Hey man,
I've been through this and I have a solution.
I don't know if it's "right" but it works.
If the recorded clip is not exactly recorded up to the loop point then it stretches and screws it up, right? That's what I get.
So I do this:
Make the clip long enough so it can be made into a "groove clip" without being altered.
I do this by dragging the start points of the clip and the end points to a 1, 2, 4, or 8 measure snap point. Then right-click on the clip and select "bounce to clip" and this will rewrite the clip as if it were recorded exactly this long. NOW it will groove loop without stretching.

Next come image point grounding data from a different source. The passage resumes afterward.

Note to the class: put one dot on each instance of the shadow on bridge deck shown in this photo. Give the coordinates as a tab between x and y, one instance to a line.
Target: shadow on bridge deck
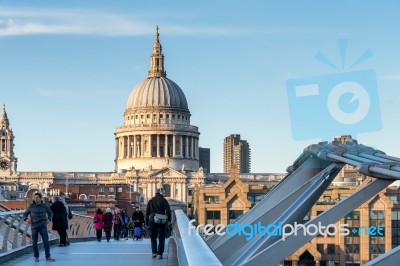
123	252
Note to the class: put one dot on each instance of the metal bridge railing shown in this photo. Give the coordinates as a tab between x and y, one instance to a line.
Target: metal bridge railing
191	249
16	233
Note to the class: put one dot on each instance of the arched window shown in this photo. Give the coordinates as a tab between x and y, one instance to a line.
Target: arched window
82	197
167	188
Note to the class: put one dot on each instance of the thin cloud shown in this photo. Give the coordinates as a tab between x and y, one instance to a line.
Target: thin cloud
390	77
86	22
72	93
19	22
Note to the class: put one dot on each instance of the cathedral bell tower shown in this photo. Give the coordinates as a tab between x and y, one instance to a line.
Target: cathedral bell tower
8	163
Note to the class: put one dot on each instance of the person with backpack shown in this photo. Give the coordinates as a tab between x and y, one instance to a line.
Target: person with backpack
39	215
138	221
107	223
118	224
125	218
158	214
98	224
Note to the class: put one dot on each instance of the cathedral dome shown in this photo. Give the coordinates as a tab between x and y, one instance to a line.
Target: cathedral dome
156	92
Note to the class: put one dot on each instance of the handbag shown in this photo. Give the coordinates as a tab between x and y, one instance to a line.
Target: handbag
168	231
160	218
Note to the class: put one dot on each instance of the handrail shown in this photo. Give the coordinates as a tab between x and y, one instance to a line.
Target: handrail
191	249
15	233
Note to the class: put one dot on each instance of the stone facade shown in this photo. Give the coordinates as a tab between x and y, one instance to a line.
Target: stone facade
224	201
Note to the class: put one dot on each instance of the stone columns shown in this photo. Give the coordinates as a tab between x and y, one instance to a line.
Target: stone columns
134	146
141	145
166	145
158	145
187	147
173	145
191	148
150	147
181	147
116	148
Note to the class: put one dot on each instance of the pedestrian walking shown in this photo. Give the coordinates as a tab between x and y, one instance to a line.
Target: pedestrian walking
39	215
60	220
108	223
158	214
98	223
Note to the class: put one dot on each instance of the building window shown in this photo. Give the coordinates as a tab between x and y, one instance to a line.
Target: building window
234	214
395	228
320	248
211	199
111	197
352	248
377	242
213	217
331	249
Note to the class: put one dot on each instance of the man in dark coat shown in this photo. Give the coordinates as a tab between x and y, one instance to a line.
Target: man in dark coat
137	218
60	220
158	204
39	216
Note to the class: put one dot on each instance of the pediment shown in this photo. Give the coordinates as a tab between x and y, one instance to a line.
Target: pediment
167	172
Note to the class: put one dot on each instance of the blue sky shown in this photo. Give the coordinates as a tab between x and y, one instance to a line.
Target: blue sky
68	67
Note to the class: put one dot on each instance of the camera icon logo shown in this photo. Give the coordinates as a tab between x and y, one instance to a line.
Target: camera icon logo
325	106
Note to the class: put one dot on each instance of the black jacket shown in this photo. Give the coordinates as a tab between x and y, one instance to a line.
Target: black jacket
60	215
158	204
39	213
138	218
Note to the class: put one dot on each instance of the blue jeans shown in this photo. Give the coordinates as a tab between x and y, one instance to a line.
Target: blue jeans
157	230
45	237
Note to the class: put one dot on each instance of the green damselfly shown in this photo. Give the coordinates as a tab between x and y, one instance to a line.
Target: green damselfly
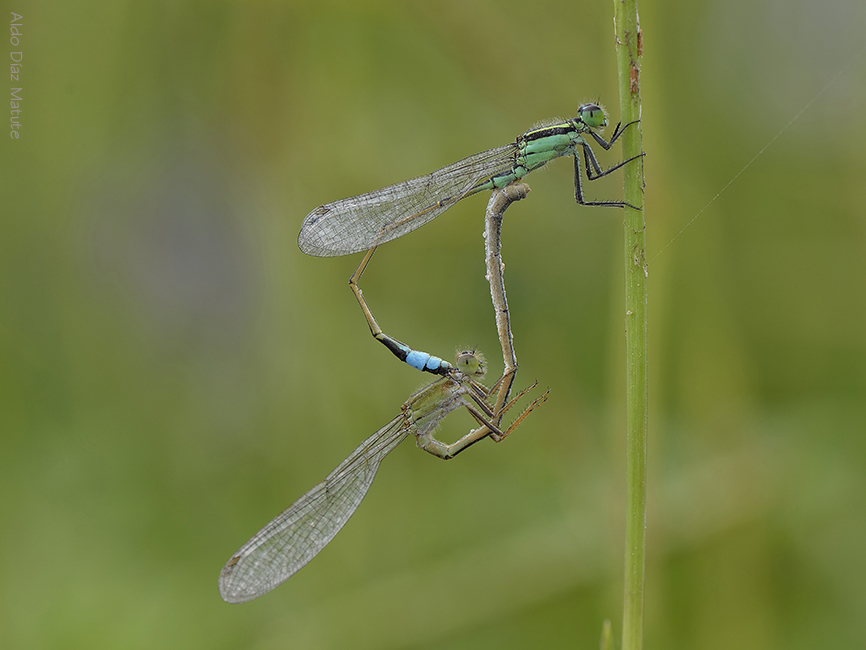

If this leaves you with a clip that is half empty, then just drag and copy it to an adjoining track so the proper parts alternate and fill in the whole loop.
It may sound like a lot but you can do this in like 10-seconds.
If dragging the ends of the clip out to the longer snap points reveals crud that you didn't want to hear - then do a right-click bounce to clip FIRST and it will generate a new clip right there that is ONLY the tightly trimmed audio you had before. NOW you can drag the start and end points and there will be no audio in the extra portions.
This may sound clunky - but it works, it's fast, and if you rename and save before doing all of it then you lose nothing.
In the event that this STILL causes wrong stretching - then instead of "right-click > bounce to clip" Try bouncing down to a new track.